Waiting room, ward and clinc depictions

First look inside Kent and Canterbury Hospital’s new surgical centre

Published 23 April 2021

Hospital staff have this week had their first look inside a new surgical centre currently being built at Kent and Canterbury Hospital.

The Orthopaedic Centre, due to open this summer, contains four brand new operating theatres for patients needing planned inpatient orthopaedic operations, such as hip and knee replacements.

Susan Acott, East Kent Hospitals Chief Executive said: “The new surgical centre is a really exciting investment at the hospital that will help us treat patients sooner.”

Omar Yanni, East Kent Hospitals’ lead doctor for Trauma and Orthopaedics said: “This new unit will help us ensure that every patient gets the highest quality care, is treated in state-of-the-art facilities and in a timely way. We can’t wait to start working here.”

Kylie Brown, Orthopaedic Theatre Coordinator at Kent and Canterbury Hospital said: “It’s incredibly exciting to walk around the new centre, seeing it come to life after months pouring over plans with the build team.

“We thought long and hard about every detail of the experience for our patients and how to make the most of every inch of space. Our patients will have a brilliant new facility and it will be a great place for our staff to work.”
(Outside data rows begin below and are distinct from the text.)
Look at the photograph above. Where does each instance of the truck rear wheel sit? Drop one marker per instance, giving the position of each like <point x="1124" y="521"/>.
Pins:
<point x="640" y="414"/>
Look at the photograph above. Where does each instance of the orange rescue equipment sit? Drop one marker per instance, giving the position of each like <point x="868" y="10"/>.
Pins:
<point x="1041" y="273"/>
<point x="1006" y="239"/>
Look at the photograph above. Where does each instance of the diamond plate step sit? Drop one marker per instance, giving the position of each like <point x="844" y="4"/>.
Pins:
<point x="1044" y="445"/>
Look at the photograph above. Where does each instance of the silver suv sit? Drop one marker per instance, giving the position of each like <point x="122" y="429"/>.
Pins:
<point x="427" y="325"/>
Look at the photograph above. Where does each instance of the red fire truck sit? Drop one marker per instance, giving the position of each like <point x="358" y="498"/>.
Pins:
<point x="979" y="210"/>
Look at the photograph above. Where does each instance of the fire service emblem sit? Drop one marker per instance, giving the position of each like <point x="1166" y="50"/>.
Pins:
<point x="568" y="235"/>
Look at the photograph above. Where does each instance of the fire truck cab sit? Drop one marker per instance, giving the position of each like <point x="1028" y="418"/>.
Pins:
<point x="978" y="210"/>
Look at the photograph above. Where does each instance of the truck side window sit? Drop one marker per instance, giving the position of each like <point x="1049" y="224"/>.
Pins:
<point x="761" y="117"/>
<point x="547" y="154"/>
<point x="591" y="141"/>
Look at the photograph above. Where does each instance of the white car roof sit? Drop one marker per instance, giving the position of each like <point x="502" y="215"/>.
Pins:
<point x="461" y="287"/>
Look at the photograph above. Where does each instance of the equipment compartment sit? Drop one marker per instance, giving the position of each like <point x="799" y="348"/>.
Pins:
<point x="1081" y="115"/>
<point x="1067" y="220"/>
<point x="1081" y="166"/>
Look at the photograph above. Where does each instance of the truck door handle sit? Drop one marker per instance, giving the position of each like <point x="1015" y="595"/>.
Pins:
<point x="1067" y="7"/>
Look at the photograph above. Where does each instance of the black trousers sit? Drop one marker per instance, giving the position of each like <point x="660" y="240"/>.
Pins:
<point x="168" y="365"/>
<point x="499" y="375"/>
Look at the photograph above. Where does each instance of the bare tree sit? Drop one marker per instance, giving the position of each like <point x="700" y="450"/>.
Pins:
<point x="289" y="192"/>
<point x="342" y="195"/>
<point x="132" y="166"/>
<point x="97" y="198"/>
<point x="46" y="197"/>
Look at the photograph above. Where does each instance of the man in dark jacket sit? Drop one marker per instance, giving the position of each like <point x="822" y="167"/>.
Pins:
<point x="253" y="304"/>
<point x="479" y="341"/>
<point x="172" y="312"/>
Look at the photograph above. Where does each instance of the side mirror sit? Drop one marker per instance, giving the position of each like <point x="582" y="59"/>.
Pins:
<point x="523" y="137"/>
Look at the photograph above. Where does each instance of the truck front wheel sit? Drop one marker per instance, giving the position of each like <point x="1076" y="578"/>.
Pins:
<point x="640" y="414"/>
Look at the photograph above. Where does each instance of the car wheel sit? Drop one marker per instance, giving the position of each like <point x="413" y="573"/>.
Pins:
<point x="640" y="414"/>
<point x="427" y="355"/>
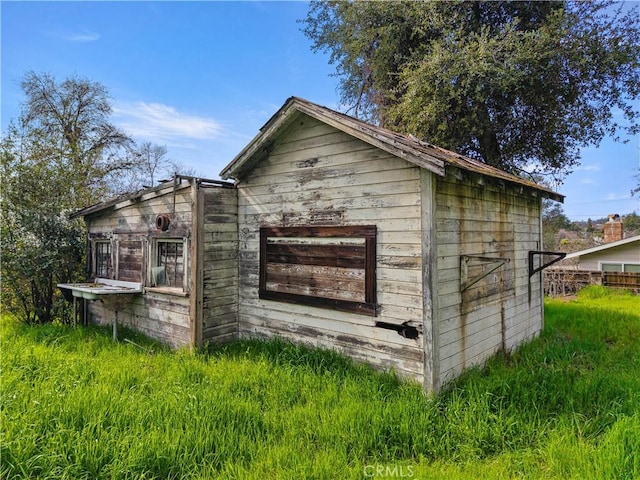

Building a better future for orthopeadic care

Listen to Susan Acott's Podcast about the new surgical with the orthopaedic team

Susan Acott and staff inside the new building
Omar Yanni, Susan Acott, Julia Blackwood and Kylie Brown
Julia Blackwood, General Manager for Trauma and Orthopaedics said: “It’s fantastic to see our successful bid for £14 million NHS investment come to life.

"Having an orthopaedic centre of excellence in east Kent is fantastic for our patients, help us attract more high quality staff and is something that hospitals elsewhere in the country will want to learn from.”

The new surgical centre is part of a national NHS Getting it Right First Time pilot that aims to demonstrate that carrying out planned orthopaedic operations at a separate hospital to emergency operations, benefits both sets of patients. Where these changes have been introduced, both in east Kent and elsewhere, waiting times reduced and fewer operations were cancelled.